# Teddy Now



## Hailee's Herd (Oct 5, 2007)

Here are some pictures of Teddy!  Sorry I haven't shown you any lately, my internet hasn't been working.


----------



## StaceyRosado (Oct 5, 2007)

look at that handsome fellow! 



boy thats a lot of snow too.


----------



## goatnutty (Oct 9, 2007)

omg he's gotten so BIG!


----------



## alyssa_romine (Oct 5, 2007)

he is gorgeous!


----------



## Muddy Creek Farm (Oct 5, 2007)

He is a very pretty erm handsome boy!


----------



## goathappy (Oct 5, 2007)

He is so handsome!! I love GSDs


----------



## Hailee's Herd (Oct 5, 2007)

Thanks everyone!


----------



## PACE (Oct 8, 2007)

Wow, am I seeing the same dog you showed pictures of before??? LOL he's huge! Lookin' good :shades:


----------



## Crissa (Oct 7, 2007)

Oh wow! He's so big!


----------



## mystic's_mom (Oct 5, 2007)

Awww what a cutie!!!


----------



## FarmGirl18 (Oct 5, 2007)

Wow he's gotten big!! He's pretty!


----------



## Rachel K (Jan 7, 2008)

He is drop dead gorgeous.
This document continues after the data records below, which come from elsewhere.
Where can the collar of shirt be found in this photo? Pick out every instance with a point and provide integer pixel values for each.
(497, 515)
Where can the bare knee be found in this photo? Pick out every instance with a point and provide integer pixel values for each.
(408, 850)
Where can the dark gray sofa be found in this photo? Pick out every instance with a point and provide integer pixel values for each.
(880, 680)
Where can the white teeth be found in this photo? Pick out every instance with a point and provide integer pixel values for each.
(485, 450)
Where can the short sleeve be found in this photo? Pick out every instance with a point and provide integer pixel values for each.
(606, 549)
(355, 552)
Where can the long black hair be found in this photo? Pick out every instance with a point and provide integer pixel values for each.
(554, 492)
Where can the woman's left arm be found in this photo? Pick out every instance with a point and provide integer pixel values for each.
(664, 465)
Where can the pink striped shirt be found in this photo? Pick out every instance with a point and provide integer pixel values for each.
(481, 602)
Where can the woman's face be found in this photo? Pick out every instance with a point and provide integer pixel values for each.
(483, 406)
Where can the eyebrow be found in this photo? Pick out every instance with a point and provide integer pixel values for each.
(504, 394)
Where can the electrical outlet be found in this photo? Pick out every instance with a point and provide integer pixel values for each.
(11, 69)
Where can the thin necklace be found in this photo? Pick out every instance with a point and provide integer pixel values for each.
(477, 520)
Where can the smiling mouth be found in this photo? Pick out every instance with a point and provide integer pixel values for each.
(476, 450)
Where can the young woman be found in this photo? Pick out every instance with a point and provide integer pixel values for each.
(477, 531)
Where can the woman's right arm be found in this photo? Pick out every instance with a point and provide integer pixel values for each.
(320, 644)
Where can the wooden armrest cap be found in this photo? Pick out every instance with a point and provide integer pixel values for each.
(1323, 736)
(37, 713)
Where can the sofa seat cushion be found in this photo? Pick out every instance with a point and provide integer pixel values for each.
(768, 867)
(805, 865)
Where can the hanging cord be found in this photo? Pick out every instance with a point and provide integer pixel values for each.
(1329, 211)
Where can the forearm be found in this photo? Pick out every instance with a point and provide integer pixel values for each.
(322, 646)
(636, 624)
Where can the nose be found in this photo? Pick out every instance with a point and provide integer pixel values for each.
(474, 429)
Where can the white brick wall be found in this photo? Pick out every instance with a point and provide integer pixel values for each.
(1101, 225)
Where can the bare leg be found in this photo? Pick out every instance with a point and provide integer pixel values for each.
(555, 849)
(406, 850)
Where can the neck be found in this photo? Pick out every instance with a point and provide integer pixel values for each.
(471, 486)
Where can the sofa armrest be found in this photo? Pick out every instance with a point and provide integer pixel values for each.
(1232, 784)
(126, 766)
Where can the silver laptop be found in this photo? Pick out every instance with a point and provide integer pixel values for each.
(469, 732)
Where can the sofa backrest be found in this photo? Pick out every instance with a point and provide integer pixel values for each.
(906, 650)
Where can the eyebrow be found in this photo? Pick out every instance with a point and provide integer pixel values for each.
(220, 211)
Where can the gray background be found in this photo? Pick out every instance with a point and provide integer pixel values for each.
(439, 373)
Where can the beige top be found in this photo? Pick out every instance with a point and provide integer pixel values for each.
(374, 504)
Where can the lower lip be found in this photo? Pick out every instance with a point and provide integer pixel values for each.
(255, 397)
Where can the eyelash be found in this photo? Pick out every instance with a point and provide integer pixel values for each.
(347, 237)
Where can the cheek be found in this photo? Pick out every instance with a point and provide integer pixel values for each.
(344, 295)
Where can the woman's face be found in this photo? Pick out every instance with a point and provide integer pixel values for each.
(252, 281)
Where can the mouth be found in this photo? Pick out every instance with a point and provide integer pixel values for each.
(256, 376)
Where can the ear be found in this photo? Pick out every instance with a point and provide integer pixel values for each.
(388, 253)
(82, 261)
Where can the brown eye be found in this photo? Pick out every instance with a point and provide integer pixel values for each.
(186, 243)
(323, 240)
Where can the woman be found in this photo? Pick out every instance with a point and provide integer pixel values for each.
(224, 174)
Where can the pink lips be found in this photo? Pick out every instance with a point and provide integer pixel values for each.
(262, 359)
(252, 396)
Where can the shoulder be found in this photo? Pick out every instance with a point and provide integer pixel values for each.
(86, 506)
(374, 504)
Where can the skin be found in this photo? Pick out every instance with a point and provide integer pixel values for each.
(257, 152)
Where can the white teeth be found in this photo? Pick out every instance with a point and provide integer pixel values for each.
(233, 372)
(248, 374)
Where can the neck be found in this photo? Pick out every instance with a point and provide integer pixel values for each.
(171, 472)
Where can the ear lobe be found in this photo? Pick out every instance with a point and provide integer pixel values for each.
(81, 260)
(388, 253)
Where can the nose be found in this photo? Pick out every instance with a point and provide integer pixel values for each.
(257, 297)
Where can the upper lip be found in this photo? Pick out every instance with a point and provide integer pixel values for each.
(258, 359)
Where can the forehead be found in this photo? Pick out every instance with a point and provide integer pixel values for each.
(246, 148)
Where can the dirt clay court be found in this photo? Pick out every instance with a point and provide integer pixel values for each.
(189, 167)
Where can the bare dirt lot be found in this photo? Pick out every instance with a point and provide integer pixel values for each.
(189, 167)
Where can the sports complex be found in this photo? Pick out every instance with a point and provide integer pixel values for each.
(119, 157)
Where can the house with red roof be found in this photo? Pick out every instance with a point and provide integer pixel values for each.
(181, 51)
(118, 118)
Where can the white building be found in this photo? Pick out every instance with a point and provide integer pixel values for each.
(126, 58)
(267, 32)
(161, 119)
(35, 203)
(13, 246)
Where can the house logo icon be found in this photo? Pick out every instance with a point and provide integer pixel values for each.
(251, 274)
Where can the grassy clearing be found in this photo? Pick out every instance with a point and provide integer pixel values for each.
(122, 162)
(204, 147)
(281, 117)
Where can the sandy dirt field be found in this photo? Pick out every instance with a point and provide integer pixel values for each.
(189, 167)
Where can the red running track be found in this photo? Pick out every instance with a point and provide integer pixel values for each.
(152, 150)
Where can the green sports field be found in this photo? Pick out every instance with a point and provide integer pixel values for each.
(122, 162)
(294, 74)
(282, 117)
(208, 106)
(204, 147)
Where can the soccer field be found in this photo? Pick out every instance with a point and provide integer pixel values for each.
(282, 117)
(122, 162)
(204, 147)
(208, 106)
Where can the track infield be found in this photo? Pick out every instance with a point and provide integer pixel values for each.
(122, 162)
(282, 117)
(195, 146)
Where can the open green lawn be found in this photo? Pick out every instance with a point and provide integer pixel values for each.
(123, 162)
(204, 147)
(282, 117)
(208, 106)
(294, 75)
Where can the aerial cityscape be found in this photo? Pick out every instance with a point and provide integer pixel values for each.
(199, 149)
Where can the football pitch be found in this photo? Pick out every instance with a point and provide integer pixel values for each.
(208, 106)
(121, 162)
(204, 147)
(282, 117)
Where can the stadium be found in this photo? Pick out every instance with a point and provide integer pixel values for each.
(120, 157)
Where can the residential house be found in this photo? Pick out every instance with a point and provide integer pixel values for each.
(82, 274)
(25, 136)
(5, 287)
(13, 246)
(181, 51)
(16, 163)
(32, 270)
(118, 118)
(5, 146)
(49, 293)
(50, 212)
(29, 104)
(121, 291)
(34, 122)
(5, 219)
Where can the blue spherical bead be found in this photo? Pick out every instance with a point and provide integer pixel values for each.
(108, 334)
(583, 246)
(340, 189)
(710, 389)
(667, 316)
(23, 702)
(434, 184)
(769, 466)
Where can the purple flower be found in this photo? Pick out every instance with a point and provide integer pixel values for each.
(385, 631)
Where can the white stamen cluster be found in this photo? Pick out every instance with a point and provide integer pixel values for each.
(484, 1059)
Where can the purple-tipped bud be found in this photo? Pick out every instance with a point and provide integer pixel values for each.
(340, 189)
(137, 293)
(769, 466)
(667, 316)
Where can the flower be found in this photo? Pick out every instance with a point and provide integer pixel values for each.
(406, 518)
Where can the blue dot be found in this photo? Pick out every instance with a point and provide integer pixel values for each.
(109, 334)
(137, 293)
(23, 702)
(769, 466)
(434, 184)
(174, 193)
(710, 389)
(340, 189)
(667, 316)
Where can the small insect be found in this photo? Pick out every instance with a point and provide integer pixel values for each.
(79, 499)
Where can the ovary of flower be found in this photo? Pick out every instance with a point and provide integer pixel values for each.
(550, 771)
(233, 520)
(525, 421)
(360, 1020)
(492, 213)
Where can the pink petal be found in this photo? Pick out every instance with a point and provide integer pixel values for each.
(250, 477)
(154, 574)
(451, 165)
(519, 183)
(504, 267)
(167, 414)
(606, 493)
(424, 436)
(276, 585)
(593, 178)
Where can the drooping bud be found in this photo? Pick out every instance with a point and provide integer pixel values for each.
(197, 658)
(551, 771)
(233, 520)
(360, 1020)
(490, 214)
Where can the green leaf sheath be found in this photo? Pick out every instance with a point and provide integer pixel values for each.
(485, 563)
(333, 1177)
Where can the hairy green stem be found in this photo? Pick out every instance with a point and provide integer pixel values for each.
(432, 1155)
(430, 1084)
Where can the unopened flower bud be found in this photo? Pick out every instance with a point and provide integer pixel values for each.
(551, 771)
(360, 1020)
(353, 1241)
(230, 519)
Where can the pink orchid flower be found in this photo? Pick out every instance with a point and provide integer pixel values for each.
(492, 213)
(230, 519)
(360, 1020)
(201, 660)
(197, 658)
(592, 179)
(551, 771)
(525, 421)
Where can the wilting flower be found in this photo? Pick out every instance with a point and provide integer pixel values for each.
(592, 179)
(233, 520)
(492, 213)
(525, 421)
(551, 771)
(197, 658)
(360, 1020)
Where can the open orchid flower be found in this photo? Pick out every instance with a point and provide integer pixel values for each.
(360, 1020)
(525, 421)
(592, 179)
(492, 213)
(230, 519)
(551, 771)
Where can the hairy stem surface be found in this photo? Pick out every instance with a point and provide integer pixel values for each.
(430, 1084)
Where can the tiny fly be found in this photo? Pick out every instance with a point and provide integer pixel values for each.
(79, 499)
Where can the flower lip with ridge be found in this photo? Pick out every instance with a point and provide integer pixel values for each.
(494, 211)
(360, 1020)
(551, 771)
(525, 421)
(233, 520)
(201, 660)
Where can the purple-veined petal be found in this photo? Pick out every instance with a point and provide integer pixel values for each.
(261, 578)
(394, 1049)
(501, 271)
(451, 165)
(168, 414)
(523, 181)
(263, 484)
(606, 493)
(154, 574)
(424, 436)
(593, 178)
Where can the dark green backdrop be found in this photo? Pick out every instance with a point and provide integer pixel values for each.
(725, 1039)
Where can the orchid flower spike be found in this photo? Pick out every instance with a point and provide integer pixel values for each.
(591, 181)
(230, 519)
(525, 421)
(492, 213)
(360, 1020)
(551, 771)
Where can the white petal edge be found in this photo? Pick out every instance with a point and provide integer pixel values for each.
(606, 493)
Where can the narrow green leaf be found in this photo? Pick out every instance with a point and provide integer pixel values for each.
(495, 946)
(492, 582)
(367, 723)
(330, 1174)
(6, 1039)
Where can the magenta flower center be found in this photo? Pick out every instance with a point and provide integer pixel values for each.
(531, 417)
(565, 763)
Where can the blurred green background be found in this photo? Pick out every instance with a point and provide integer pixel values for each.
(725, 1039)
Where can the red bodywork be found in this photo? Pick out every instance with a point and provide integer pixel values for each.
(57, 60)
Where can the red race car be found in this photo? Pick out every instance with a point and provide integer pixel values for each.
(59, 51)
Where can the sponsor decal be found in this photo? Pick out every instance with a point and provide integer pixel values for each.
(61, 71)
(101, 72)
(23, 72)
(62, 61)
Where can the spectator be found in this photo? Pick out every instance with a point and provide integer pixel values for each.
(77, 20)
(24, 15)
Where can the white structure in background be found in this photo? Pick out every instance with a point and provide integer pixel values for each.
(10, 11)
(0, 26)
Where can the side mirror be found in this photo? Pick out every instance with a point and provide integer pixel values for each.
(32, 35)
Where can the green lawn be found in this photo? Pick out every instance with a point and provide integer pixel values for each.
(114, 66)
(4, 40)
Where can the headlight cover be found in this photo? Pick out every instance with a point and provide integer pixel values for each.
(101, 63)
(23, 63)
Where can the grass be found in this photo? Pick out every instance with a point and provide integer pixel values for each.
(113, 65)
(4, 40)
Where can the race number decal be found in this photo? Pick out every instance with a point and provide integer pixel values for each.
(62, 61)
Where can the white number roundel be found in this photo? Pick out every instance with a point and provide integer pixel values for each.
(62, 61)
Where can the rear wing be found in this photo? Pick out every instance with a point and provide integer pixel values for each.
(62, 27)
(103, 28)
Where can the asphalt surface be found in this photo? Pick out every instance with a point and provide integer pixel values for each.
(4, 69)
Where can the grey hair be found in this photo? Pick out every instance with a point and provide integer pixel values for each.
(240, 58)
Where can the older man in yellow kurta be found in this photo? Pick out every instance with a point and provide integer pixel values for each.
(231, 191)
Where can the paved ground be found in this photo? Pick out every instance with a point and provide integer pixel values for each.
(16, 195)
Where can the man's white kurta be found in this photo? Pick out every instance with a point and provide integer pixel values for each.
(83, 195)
I am a huge fan of dogs in general but German Shepherd's have always been my absolute favorite breed. Getting one of my own this year all depends on whether I move to a house or to a apartment ...


----------



## Hailee's Herd (Oct 5, 2007)

Thanks. He is such a great dog, I have to agree that German Shepherds are a really nice breed of dog.


----------